Hello, I’m new to the forum but read through a ton of threads before signing up. I’m in Florida and found a baby tortoise in my backyard a few weeks ago that my dog had pinned into a corner. He didn’t look very healthy so I brought him inside. When I did a quick search and, from pictures, I assumed it was a sulcata. However, as I research further and I’m trying to build a proper home for the little guy, I’m realizing that It could be likely that I have a Gopher tortoise due to my location. No matter how much I search through pictures, it is so difficult to tell the difference! Could someone tell me the defining characteristics between a sulcata and a gopher? I’m happy to post pictures, let me know which angles are best but, I’d also love to personally know how to tell the difference.


----------



## Yvonne G

Since our picture loading function isn't working at the moment, I'm going to copy/paste a couple pictures off Google for you.

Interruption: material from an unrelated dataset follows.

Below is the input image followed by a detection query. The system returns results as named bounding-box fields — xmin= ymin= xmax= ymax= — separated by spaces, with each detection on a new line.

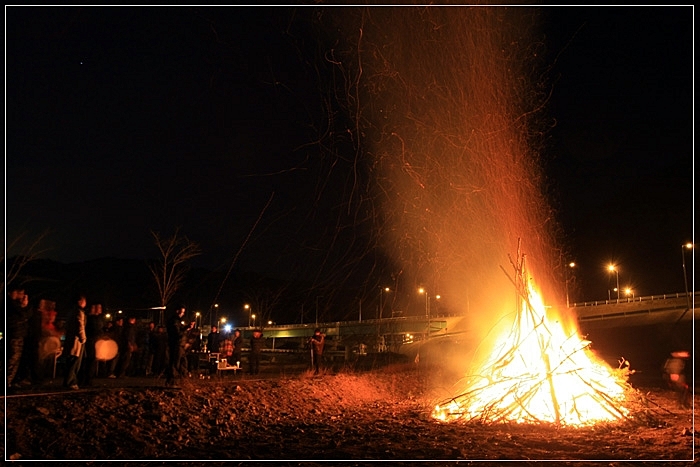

First a baby sulcata:







Note the extra strong-looking scales on the front legs, and note where the two scutes behind the head come together.

Now the gopher tortoise:






Note the more refined-looking front leg scales, and the fact that there's one more scute above the head instead of the two scutes meeting behind the head.


----------



## ZEROPILOT

P.M. sent.
There are strict laws and heavy fines for posession of a Florida Gopher Tortoise.
(If that's what it is)


----------



## Hope1427

Yvonne G said:


> Since our picture loading function isn't working at the moment, I'm going to copy/paste a couple pictures off Google for you. First a baby sulcata:
> 
> 
> 
> 
> 
> 
> Note the extra strong-looking scales on the front legs, and note where the two scutes behind the head come together.
> 
> Now the gopher tortoise:
> 
> 
> 
> 
> 
> 
> Note the more refined-looking front leg scales, and the fact that there's one more scute above the head instead of the two scutes meeting behind the head.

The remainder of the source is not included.